Abolishing nuclear power harms Taiwan: Wall Street Journal Asia

Abolishing nuclear power harms Taiwan: Wall Street Journal Asia
Activists take part in an anti-nuclear sit-in in front of the Taipei Railway station in Taipei.

TAIPEI - Giving up nuclear power would make Taiwan more vulnerable both economically and strategically, the Wall Street Journal Asia said in an opinion piece published yesterday.

The newspaper named Taiwan as the exception in East Asia for exacerbating its "own economic and strategic vulnerabilities by abandoning domestic nuclear-power production," pointing out that Japan and South Korea continued to invest in nuclear power even amid voter concerns about safety.
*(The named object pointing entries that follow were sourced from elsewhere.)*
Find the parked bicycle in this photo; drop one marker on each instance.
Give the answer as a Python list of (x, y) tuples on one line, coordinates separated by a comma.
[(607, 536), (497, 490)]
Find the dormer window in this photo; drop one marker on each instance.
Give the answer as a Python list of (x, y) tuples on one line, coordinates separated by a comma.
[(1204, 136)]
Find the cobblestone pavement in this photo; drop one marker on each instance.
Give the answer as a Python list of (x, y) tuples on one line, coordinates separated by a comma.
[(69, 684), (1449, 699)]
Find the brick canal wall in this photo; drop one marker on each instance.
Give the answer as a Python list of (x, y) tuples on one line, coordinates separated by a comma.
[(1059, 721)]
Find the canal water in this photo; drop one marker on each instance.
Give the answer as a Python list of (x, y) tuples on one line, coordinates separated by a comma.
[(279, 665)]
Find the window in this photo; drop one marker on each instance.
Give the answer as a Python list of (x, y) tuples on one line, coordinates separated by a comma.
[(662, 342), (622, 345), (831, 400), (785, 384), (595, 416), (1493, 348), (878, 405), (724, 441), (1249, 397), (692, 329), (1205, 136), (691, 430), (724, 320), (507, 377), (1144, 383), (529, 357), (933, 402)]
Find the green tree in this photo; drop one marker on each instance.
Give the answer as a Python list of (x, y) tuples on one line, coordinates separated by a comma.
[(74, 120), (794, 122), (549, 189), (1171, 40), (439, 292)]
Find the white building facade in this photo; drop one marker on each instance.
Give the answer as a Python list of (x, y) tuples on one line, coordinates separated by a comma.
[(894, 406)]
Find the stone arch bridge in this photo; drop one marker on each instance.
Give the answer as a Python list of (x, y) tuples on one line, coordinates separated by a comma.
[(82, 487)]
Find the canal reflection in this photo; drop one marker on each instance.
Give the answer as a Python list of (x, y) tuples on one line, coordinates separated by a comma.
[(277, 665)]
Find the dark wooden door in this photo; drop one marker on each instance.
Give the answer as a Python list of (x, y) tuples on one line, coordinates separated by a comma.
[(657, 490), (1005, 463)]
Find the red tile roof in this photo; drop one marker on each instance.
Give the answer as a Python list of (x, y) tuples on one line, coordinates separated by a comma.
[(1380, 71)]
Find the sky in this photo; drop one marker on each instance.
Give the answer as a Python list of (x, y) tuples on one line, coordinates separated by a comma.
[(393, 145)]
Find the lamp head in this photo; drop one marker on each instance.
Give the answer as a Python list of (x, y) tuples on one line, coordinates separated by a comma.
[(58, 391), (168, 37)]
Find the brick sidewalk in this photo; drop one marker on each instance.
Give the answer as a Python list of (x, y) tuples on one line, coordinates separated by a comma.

The newspaper said that Taiwan's public aversion to nuclear power seems to be far stronger than Japan's despite the trauma of Japan's 2011 Fukushima meltdown. Tokyo responded to the nuclear disaster, the second worst in history after Chernobyl, by idling its 50 reactors and giving in to public demands to replace nuclear power, which contributes to 30 per cent of the nation's energy.

Yet the Japanese public changed their minds after they "found themselves spending an extra 9.2 trillion yen (S$112.9 billion) on energy imports in the first two years without nuclear," the newspaper said. Meanwhile, South Korea "plans to increase its reliance on nuclear to as much as 45 per cent by 2035 from about 33 per cent today."

Citing government estimates often contested by anti-nuclear activists in Taiwan, the newspaper pointed out that if Taiwan goes nuclear power free now, it would see a 40-per cent electricity price hike. The nation's state-run utility corporation, Taipower, will go bankrupt if Taiwan's Four Nuclear Power Plant, which is under construction, does not open, the article quoted Taipower as saying.

"A post-nuclear Taiwan would also be worse-equipped to withstand coercive pressure from China, such as a ban on cross-Strait coal exports or a blockade in the event of war," the newspaper observed. "The island currently holds about two weeks' worth of strategic energy reserves."

"While Tokyo and Seoul are pursuing regulatory reform and a balanced energy mix, Taipei is moving toward increasingly radicalized street politics and nuclear zero. That's risky territory for any nation, let alone one stuck in China's shadow," the article concluded.